Solved: ASA 5505 LAN-to-WAN site-to-site VPN

fusionreaktor · ‎01-04-2012

Hi

I need to set up a site-to-site VPN on ASA 5505 (ASA version 8.4) on a private IP address range to a third party who have are using internet routable IP addresses for the remote LAN.

E.g. in the Protected Networks settings

Local Network: 192.168.1.0/24

Remote Network: 1.1.1.0/24

Is this possible?

Thanks

Julian

rizwanr74 · ‎01-04-2012

Yes, it is possible, use in the interesting traffic identifier ACL (i.e crypto ACL) the remote destination address is public address instead of a private address and your VPN remote peer's address is naturally public address if it goes over public-cloud. You may have an ACL on the inside interface, control (local LAN) access to remote tunnel end.
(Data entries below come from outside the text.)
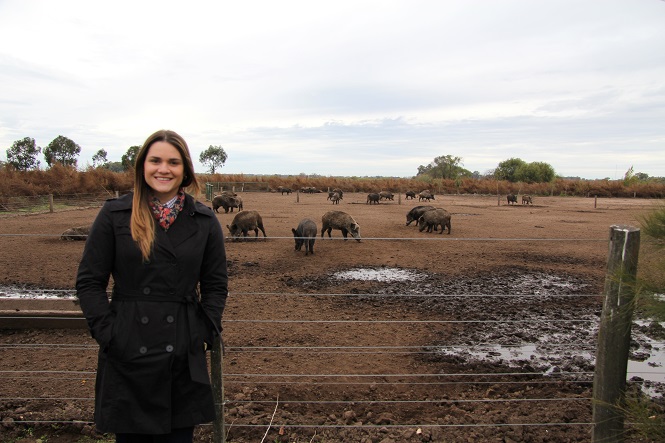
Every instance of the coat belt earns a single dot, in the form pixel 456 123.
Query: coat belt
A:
pixel 198 368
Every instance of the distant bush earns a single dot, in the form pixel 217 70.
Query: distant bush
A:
pixel 59 180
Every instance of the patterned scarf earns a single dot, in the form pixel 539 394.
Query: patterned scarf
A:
pixel 166 213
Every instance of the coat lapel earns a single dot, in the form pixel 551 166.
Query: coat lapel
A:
pixel 184 227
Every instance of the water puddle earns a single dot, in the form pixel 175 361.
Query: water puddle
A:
pixel 17 292
pixel 385 275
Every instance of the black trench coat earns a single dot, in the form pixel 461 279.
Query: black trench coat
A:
pixel 152 373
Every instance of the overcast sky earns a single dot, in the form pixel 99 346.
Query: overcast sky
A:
pixel 344 88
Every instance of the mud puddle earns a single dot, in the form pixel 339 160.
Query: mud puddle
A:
pixel 531 321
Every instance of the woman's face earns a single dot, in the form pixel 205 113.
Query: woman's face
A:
pixel 163 170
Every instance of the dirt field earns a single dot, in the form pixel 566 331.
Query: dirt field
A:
pixel 372 369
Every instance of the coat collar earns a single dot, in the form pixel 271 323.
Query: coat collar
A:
pixel 183 228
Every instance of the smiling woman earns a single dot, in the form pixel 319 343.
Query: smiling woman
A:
pixel 166 254
pixel 163 170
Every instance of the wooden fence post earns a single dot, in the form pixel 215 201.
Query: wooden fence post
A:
pixel 217 383
pixel 614 335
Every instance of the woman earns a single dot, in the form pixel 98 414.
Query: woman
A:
pixel 165 253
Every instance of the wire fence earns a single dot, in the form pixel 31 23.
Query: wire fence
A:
pixel 37 204
pixel 328 402
pixel 336 375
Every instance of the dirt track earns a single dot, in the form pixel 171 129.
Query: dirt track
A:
pixel 559 244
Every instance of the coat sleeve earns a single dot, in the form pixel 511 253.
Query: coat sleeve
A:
pixel 214 275
pixel 93 277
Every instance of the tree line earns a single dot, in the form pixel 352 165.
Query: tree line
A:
pixel 23 156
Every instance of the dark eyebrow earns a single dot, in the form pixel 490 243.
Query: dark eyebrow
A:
pixel 157 157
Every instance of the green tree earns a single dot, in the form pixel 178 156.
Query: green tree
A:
pixel 128 159
pixel 99 159
pixel 114 166
pixel 535 172
pixel 23 154
pixel 444 166
pixel 214 157
pixel 61 150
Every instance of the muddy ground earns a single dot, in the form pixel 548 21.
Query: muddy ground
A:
pixel 486 334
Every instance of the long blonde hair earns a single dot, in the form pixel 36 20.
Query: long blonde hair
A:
pixel 142 224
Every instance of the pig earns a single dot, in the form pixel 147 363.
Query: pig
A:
pixel 305 234
pixel 433 218
pixel 342 221
pixel 425 195
pixel 373 198
pixel 76 233
pixel 415 213
pixel 226 201
pixel 387 195
pixel 244 222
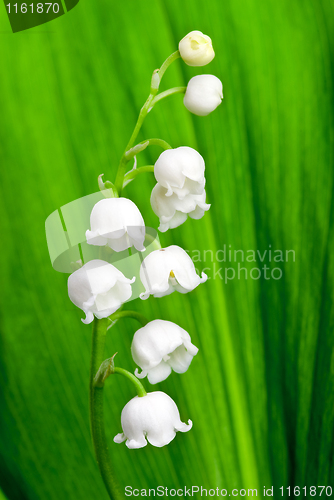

This setup is much similar to vpn tunning to banks over public-cloud.

Thanks

Rizwan Rafeek.

View solution in original post

rizwanr74 · ‎01-04-2012

Yes, it is possible, use in the interesting traffic identifier ACL (i.e crypto ACL) the remote destination address is public address instead of a private address and your VPN remote peer's address is naturally public address if it goes over public-cloud. You may have an ACL on the inside interface, control (local LAN) access to remote tunnel end.

This setup is much similar to vpn tunning to banks over public-cloud.

Thanks

Rizwan Rafeek.

fusionreaktor · ‎01-04-2012

Thanks

This prompted me to double-check my configuration and I found the remote network was set up incorrectly (I hadn't been given the correct information at the time).